第23話 埋火 ─また、いつか─
「人のことを心配できるのでしたら、安心ですね」
そして、言葉を続けた。
「ミッションは必ずしも成功するとは限りません。襲撃で全滅もありえます。あなたがいなければ、もっと酷かったかも知れないんです」
トミーは黙ったまま彼を見ていた。
「ありがとうございました」
イヴァンはそう言って一礼をしたのちに視線をトミーに合わせた。
「あなたは立派な──」
そう言ってイヴァンは言葉を止めた。
トミーが訝し気に見ていると、彼はにこりと笑い
「メカニックです」
とはっきりと伝え、再び軽く頭を下げ、部屋を出た。
◇
イヴァンが部屋の外に出ると、扉の横には壁にもたれかかって話を聞いていたノヴァがいた。

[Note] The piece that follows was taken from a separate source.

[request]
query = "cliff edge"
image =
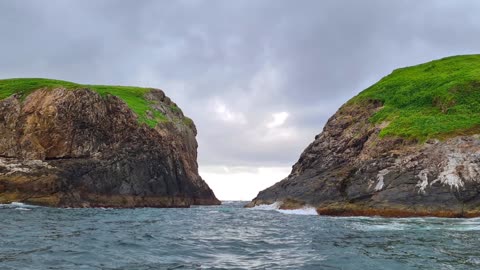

イヴァンは彼女にも軽く会釈をするとそのまま帰って行った。ノヴァはその後ろ姿を口角を下げたまま気まずそうに見送ると、持って来た花束を入り口に置き、彼女もまた帰っていった。
◇
ノヴァは無言で療養所を出た。
「ノヴァ。トミーどうだった?」
聞き覚えのある声に彼女が振り返ると、見覚えのある3人が立っていた。
トミーと共にチームを組んでいたメンバーの
「リーダー」アド(エイドリアン)と、「IT」担当のジーク、そして、「通信」担当のテスだった。
「知らないわ」
ノヴァがとぼけてみせると、アドは笑いながら
「会ってないのか」
と聞いた。横目で見ながらノヴァは続けた。
「いまさらだしね」
チームメンバーはその都度、支局からの呼び出しで編成され、ミッションが済めば解散する慣わしだった──それでも。
ノヴァは常にトミーのことを気にかけていた。
遅れて来たときは迷子になってないかと。
雨を理由に仕事を延期し、彼に外出を促し、
姿が見えなければアジト内を見回り、
銃撃戦ではトミーを庇いながら応戦していた。
だが本来は寄せ集めの者たちである。
元のメンバーに会うことなどなかった。
そのため、会うことが救いになるとは誰も思ってはいなかった。
「じゃあな。機会があったらまた会おうぜ」
ジークが軽く手を上げた。彼らもまた、トミーの事が気にはなっていたが、どうする事もできない事実も知っていた。
「裏切りさえしなければね」
テスがそう言うと、ジークは軽く笑って言った。
「お前らに追いかけられるなんて、ごめんだぜ」
片手を上げて去る後ろ姿を三人は静かに見送ると、アドが一言告げた。
「また……トミーと組めるさ」
その言葉に二人も頷き、「じゃあ」と三人は別れて行った。